Kilmar Abrego Garcia est arrivé en 2011 dans l'État du Maryland, où il a commencé à travailler comme manoeuvre sur des chantiers.
Sept ans plus tard, il a entamé une relation avec Jennifer Vasquez Sura, et de cette union est né un fils diagnostiqué avec un syndrome autistique.
La mère de famille a témoigné auprès de CASA, une ONG du Maryland qui s'occupe des migrants, que Kilmar Abrego Garcia est un "père excellent", "principal soutien de notre foyer et l'amour de ma vie depuis plus de sept ans".
"Depuis que notre famille a été séparée, je suis détruite", a-t-elle affirmé.
Le département de la Sécurité intérieure a lui exhibé sur X une copie de l'ordonnance de protection civile que Mme Vasquez Sura avait demandée contre son mari en 2021.

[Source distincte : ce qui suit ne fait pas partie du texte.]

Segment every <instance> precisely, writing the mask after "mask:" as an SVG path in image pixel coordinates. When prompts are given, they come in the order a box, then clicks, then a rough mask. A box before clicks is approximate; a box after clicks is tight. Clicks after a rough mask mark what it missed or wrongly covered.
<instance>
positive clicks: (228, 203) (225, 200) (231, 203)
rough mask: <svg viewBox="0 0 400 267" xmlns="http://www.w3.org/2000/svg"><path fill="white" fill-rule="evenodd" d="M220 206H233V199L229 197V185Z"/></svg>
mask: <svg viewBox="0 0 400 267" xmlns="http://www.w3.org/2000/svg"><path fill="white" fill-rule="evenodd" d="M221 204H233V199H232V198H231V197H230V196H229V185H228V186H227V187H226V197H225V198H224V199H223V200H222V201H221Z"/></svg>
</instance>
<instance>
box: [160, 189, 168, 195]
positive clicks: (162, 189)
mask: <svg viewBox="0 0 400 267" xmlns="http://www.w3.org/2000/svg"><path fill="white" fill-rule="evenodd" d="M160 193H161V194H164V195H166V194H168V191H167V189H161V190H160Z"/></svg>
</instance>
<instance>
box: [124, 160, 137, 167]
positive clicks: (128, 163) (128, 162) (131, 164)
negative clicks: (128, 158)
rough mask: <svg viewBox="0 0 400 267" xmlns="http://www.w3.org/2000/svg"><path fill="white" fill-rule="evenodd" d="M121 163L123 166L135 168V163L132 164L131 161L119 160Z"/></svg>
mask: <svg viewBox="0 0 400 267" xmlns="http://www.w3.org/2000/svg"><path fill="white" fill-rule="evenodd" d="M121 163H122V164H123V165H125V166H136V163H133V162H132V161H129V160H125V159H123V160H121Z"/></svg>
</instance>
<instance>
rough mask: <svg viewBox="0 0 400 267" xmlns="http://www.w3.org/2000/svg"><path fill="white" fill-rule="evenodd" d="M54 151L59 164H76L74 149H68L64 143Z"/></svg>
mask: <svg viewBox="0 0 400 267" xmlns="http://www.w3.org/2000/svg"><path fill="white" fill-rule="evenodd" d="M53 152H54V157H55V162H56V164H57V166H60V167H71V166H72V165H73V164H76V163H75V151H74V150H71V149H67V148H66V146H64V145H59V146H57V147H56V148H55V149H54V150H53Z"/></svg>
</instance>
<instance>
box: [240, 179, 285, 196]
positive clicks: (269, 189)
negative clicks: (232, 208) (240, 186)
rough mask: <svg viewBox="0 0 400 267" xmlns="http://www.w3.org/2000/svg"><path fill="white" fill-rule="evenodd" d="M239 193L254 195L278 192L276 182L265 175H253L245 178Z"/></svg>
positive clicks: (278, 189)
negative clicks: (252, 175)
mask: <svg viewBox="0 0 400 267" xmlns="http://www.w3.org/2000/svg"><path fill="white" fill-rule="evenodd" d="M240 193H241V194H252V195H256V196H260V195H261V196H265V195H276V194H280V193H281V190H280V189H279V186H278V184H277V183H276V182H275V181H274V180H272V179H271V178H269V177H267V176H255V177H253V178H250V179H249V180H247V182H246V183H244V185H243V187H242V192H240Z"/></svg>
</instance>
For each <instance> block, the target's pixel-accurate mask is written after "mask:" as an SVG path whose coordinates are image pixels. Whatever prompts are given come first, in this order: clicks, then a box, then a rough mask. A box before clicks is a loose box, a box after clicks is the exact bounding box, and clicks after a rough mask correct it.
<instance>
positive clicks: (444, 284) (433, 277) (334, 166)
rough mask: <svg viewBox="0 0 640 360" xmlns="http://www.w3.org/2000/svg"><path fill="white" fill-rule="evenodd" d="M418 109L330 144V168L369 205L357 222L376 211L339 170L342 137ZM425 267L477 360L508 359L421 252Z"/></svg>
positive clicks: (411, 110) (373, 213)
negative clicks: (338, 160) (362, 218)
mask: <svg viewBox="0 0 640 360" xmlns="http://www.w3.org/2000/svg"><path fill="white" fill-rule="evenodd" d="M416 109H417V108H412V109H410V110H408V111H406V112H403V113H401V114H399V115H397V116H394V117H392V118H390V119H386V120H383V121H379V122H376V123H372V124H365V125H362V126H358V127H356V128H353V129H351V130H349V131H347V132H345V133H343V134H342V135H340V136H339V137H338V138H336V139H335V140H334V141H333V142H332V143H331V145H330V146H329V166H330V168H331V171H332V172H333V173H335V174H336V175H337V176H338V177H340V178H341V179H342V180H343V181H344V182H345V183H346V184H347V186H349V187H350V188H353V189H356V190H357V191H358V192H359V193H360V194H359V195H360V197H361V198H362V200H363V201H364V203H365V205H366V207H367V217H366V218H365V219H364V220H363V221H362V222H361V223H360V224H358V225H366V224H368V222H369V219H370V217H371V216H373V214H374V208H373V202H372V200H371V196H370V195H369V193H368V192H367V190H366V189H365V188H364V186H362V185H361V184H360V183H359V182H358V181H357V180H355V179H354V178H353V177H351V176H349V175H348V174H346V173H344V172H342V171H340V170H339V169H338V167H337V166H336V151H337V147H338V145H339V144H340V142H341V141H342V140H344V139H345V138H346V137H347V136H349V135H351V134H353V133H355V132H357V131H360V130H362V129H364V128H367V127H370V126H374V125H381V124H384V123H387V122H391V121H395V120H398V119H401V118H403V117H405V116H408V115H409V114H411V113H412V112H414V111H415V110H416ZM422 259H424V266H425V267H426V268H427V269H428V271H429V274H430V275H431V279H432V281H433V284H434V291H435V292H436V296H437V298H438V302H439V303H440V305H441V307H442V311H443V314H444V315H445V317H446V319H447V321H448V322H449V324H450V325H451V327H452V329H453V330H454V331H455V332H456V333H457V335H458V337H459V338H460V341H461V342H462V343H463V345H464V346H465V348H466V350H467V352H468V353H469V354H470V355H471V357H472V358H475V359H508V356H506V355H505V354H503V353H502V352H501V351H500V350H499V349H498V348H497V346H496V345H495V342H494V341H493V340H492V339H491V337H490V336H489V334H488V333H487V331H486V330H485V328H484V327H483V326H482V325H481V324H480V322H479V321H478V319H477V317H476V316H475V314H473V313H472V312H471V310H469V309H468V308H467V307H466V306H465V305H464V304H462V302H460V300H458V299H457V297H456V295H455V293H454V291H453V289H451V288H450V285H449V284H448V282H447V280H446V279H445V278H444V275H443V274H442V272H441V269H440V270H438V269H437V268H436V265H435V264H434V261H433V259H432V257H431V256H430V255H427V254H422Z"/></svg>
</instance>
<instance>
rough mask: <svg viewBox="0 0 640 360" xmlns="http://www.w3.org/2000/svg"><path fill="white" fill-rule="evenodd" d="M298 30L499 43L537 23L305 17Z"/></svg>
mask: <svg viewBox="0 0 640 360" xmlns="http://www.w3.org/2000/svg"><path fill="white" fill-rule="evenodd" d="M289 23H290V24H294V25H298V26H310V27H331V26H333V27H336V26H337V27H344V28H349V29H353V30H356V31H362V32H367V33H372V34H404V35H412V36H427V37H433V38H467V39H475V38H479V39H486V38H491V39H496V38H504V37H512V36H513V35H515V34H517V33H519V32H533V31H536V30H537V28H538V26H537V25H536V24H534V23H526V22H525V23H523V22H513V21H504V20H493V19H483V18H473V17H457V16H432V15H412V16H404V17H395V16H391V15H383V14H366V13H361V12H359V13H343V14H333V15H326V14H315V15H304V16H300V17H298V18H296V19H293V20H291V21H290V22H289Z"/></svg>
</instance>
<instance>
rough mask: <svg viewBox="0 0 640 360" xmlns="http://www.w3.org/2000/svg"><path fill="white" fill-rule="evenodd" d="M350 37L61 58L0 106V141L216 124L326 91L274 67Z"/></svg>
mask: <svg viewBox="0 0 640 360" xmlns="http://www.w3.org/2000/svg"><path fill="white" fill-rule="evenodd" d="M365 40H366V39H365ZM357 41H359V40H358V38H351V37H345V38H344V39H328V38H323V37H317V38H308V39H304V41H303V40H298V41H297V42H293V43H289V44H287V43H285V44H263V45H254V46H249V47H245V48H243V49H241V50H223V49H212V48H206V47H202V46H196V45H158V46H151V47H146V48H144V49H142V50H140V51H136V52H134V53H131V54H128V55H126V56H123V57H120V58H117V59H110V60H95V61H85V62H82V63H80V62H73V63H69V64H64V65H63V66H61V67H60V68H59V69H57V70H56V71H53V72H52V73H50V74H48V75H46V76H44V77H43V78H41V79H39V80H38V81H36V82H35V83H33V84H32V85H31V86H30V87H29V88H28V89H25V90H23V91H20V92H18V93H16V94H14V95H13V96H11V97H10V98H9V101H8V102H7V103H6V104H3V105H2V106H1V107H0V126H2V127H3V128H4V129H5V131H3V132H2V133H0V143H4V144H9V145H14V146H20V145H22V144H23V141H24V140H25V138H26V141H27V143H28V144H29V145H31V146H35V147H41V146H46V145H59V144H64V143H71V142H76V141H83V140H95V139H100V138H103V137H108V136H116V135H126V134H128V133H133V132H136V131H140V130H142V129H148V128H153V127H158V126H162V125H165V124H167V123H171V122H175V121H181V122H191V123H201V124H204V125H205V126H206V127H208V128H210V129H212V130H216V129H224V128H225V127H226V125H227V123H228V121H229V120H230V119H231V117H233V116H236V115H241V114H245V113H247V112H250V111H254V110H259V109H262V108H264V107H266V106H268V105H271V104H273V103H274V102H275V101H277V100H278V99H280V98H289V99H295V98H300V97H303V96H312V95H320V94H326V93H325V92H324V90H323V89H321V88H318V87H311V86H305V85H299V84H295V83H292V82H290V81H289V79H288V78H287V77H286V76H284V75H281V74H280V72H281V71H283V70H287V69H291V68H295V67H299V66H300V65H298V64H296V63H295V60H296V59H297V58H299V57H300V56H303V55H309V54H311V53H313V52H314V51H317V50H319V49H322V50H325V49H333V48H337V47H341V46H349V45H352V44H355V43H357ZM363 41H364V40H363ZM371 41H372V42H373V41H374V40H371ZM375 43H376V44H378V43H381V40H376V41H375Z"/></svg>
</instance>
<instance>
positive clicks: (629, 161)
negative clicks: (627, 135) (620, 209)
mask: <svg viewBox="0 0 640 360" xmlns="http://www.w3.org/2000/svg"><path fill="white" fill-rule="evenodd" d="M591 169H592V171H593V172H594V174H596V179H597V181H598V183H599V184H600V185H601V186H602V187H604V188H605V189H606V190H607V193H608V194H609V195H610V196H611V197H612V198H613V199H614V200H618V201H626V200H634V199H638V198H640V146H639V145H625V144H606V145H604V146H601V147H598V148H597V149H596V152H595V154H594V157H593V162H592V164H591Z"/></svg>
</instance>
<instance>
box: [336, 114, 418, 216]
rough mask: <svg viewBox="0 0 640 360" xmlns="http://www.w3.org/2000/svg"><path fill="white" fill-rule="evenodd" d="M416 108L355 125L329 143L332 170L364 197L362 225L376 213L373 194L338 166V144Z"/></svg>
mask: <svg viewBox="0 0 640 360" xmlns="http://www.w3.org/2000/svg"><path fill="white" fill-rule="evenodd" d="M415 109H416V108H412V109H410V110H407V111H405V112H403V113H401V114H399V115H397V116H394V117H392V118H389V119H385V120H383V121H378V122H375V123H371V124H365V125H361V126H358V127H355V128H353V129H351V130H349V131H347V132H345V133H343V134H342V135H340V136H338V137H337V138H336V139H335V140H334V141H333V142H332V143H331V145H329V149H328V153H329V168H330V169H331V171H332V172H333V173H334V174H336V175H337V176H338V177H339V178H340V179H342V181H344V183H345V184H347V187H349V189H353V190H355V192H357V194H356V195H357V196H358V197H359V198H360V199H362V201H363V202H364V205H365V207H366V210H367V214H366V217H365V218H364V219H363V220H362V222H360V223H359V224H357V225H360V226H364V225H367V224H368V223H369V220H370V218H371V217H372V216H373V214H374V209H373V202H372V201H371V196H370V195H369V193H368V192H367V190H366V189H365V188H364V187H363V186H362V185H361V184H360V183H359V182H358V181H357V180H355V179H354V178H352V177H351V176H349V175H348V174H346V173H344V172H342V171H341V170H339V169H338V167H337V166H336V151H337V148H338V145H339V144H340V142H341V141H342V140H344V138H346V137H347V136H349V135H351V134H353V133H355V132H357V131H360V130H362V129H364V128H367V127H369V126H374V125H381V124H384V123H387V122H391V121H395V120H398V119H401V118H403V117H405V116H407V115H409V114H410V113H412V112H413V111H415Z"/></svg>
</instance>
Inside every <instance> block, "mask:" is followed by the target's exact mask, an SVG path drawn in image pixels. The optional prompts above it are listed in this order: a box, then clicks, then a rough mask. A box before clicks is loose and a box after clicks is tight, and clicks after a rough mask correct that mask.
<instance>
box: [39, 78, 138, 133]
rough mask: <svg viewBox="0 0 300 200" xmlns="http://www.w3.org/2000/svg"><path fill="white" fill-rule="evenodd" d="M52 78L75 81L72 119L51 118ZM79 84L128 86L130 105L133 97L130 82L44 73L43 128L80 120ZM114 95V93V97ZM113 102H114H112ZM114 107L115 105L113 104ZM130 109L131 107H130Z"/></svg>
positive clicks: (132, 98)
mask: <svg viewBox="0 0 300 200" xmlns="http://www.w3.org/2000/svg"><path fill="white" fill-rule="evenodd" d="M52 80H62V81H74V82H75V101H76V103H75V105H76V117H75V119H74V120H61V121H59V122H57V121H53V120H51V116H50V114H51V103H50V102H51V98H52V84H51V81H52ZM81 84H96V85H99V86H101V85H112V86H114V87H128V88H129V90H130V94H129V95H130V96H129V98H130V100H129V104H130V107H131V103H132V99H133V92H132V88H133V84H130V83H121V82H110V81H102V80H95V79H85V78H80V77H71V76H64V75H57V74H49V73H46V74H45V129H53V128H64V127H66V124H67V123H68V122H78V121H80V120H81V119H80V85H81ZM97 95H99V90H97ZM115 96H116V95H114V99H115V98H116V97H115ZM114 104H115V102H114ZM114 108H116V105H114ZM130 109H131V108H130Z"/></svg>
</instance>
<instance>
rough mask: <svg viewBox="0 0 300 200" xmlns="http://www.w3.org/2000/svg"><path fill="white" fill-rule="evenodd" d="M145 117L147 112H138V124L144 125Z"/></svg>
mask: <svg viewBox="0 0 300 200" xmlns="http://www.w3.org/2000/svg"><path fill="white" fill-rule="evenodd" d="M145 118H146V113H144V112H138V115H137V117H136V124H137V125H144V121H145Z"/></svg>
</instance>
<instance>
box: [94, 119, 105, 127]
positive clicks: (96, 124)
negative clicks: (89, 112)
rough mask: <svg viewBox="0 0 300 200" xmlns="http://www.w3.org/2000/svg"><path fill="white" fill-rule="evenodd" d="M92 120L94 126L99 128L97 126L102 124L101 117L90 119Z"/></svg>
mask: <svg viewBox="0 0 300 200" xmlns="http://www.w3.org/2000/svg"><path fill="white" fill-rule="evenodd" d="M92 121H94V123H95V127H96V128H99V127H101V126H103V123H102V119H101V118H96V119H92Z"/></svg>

Sur CNN, elle a indiqué en avoir fait le dépôt après une dispute avec son mari car elle sortait d'une relation marquée par des violences conjugales. "Nous avons réussi à surmonter cette situation en privé en tant que famille, notamment en suivant une thérapie. Notre mariage n'a fait que se renforcer dans les années qui ont suivi. Personne n'est parfait, et aucun mariage n'est parfait", a-t-elle dit.
"Je ne cesserai de me battre jusqu'à voir mon mari vivant", a déclaré Mme Vasquez Sura lors d'une manifestation dans le Maryland demandant sa libération et son retour, implorant "de cesser de jouer à des jeux politiques avec la vie de Kilmar" : "Si tu m'entends, reste fort. Dieu ne t'a pas oublié. Nos enfants ne cessent de demander quand reviendras-tu à la maison".